New candidate JEP: 491: Synchronize Virtual Threads without Pinning
Alan Bateman
alan.bateman at oracle.com
Wed Oct 23 20:08:58 UTC 2024
On 23/10/2024 18:51, Kyle Stiemann wrote:
> Hello,
> I work on the Java Agent team at Contrast Security. Our agent has to
> track security-relevant data/contexts across threads (including
> virtual threads). When a thread changes contexts, it pulls from a
> ConcurrentReferenceHashMap of contexts. On Java 21 with virtual
> threads, we were getting a deadlock with ConcurrentReferenceHashMap as
> it uses ReetrantLock. The only way we found to fix this deadlock was
> to change to use synchronized instead of ReetrantLock in order to pin
> the current virtual thread to a platform thread until our context
> switching completed. This was likely because we instrument the
> ForkJoinPool to track context switches. Since virtual threads are
> built on ForkJoinPool, we need to make sure our instrumentation always
> executes on a platform thread to avoid deadlocks. I believe our agent
> will always need to be able to pin threads while context switching.

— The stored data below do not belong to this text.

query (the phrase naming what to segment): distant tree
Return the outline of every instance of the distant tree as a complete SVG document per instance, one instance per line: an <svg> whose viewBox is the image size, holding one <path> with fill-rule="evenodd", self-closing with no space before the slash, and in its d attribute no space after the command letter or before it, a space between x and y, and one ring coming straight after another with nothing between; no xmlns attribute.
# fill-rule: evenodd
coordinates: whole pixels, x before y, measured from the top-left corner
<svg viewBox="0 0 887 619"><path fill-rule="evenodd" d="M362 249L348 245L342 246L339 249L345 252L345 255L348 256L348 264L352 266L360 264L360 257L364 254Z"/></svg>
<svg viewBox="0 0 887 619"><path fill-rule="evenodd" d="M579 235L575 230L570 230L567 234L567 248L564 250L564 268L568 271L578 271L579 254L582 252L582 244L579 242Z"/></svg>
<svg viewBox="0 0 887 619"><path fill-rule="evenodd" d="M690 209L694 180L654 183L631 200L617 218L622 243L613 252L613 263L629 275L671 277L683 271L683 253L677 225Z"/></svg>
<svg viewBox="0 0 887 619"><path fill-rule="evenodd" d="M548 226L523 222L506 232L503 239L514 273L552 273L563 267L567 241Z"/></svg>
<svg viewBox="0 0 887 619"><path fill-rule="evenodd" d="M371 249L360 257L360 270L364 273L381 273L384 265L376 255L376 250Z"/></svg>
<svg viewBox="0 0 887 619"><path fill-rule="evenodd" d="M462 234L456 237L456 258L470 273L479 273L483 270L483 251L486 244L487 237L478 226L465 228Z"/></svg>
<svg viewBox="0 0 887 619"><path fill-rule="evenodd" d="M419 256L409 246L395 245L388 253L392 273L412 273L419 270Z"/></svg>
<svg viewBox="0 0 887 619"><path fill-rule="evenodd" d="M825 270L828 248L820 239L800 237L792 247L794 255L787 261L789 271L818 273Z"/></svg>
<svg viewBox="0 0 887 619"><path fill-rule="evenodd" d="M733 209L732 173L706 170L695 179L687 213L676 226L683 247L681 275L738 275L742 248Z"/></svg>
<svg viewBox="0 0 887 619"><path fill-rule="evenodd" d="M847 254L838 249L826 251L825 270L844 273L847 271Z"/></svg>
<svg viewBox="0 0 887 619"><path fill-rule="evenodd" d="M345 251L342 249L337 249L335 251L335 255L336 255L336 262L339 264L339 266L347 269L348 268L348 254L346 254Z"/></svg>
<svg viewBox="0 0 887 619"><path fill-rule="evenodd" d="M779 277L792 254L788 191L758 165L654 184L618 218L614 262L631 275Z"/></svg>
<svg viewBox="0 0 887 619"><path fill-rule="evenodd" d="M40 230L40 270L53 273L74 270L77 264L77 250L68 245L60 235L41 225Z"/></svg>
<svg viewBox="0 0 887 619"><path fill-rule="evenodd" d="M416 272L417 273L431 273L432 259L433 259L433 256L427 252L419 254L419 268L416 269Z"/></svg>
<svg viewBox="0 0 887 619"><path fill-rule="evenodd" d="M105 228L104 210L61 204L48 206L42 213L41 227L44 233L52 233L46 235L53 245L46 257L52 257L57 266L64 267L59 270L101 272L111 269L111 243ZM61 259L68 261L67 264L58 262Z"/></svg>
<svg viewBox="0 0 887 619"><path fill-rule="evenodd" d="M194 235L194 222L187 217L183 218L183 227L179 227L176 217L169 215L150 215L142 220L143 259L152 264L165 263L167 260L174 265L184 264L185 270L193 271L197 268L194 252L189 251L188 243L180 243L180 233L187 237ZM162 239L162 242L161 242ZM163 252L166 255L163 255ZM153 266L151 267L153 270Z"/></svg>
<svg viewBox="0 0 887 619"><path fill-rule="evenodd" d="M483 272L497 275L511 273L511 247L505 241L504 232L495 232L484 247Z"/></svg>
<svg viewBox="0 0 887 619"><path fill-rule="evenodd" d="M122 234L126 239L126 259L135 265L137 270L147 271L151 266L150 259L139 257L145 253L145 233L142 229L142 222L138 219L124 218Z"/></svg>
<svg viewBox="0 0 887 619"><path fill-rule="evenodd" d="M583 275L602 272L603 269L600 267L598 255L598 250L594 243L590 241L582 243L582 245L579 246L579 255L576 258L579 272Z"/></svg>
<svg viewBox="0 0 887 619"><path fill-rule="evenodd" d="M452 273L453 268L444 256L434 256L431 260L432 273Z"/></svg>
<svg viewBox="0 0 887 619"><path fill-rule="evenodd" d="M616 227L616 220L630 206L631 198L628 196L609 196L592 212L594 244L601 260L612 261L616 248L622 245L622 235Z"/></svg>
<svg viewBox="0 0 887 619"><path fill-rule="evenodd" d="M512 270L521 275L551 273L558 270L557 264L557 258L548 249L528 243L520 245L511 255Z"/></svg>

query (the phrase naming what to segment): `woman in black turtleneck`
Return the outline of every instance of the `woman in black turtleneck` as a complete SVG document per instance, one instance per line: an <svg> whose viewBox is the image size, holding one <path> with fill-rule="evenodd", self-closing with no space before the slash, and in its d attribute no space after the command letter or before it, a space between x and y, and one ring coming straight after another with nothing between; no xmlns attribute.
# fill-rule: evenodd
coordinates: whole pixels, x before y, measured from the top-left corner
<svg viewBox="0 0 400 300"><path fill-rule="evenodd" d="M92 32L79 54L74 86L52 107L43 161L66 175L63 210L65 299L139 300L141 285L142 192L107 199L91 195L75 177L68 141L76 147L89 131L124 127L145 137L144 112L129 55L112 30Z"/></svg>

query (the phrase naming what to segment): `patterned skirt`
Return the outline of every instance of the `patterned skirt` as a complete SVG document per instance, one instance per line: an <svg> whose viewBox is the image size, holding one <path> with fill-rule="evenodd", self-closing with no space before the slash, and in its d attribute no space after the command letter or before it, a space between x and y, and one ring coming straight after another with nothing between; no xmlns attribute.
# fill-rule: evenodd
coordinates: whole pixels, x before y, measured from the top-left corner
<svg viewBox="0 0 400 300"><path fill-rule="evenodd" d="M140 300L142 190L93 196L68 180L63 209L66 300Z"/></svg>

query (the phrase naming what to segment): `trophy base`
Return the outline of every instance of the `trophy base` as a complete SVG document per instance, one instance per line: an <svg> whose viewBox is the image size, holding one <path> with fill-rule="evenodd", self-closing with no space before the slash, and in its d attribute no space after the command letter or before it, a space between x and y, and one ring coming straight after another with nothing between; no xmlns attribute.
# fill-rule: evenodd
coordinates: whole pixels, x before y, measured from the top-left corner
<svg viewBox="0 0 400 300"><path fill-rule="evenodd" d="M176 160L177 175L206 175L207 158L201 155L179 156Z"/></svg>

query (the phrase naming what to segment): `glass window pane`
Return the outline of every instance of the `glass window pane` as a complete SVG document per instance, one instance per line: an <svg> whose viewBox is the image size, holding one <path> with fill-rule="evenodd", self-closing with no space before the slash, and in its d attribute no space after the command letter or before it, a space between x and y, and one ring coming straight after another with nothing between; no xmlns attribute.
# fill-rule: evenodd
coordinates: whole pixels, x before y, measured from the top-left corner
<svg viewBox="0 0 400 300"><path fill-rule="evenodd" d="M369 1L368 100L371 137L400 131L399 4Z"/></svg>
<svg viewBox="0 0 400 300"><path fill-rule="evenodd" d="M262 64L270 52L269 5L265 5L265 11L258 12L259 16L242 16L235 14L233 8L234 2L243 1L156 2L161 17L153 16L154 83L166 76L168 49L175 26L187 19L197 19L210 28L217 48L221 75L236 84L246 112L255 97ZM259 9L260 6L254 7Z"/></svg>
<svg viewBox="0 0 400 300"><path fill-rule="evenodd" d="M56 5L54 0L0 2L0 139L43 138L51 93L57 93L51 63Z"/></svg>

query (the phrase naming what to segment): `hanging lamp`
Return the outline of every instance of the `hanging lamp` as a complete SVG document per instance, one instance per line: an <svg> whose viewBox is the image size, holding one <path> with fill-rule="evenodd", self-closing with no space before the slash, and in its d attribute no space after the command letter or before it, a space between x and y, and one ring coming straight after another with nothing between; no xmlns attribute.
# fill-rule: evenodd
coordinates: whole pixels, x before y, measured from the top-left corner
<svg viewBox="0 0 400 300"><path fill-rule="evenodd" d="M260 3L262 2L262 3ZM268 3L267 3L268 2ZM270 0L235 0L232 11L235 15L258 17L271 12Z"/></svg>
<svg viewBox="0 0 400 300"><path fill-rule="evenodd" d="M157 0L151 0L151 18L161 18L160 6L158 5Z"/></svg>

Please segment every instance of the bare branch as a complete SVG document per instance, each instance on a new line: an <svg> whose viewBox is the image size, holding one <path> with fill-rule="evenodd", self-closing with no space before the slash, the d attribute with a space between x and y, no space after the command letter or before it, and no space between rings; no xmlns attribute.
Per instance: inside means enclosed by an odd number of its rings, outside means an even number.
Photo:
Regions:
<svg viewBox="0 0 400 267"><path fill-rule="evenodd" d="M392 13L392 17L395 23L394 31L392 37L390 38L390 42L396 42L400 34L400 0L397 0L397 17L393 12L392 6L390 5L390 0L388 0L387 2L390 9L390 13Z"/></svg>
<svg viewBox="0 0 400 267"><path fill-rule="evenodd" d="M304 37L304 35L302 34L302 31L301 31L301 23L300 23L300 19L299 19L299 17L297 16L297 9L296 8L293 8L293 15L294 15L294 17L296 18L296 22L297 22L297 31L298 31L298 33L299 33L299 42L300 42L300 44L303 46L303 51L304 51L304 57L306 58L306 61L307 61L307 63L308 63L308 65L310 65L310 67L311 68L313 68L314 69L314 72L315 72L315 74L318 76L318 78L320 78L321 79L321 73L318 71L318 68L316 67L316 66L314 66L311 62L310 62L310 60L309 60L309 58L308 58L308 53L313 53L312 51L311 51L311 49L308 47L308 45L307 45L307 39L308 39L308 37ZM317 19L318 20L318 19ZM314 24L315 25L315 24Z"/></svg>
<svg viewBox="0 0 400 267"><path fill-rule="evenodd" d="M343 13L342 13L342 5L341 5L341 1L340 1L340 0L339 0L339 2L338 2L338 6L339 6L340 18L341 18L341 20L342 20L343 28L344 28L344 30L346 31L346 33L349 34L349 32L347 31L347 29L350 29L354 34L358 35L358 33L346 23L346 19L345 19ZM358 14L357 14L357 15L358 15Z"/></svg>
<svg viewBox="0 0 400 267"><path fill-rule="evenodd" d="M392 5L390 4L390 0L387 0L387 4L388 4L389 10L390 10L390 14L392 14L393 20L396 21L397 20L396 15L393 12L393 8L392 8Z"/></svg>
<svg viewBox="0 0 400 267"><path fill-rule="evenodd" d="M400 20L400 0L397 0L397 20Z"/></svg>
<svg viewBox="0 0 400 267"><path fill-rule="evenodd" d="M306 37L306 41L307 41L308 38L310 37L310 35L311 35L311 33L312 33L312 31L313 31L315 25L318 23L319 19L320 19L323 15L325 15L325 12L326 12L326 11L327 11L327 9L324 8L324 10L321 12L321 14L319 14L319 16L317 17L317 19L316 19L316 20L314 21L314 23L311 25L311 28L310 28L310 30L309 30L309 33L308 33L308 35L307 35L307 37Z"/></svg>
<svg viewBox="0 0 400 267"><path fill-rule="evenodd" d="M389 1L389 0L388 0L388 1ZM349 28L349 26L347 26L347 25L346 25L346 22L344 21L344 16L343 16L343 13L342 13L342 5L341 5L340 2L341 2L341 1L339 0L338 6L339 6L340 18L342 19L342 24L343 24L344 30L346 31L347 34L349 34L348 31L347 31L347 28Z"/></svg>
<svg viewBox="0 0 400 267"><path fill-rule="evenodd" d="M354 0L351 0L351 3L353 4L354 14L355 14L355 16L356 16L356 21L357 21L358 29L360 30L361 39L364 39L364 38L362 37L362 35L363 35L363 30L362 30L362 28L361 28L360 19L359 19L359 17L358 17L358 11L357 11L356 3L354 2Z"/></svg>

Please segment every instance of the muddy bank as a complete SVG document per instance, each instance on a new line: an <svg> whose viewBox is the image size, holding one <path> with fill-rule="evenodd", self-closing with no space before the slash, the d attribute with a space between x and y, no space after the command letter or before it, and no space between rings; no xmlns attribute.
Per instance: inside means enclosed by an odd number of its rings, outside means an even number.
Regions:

> Other Java agents might need to as well. Changing synchronized to
> avoid pinning seems like a good idea overall for the JVM, but I think
> it would be good if this JEP also provides an API to pin and unpin
> threads (possibly on the JDK Instrumentation object so it's only for
> agents). Otherwise we'll need to find some other hacky solution (if
> one even exists) or we won't be able to support security analysis with
> virtual threads in whichever JVM version implements JEP 491.
>
If I read this correctly, you are instrumenting critical JDK code to
call out to effectively arbitrary Java code. I doubt this will be
reliable. In addition to the deadlock issue you mention, you will
shortly need to deal with the interaction with FJP being in the context
of the virtual thread, not its carrier, when one virtual threads unparks
another. There are also subtle issues with arbitrary Java code consuming
the parking permit and leading to lost wakeup issues.
There has been some prototype exploration into JVMTI events to allow
callbacks in native agents (not Java agents) execute at scheduling
points. This is the closest thing that comes to mind when reading your mail.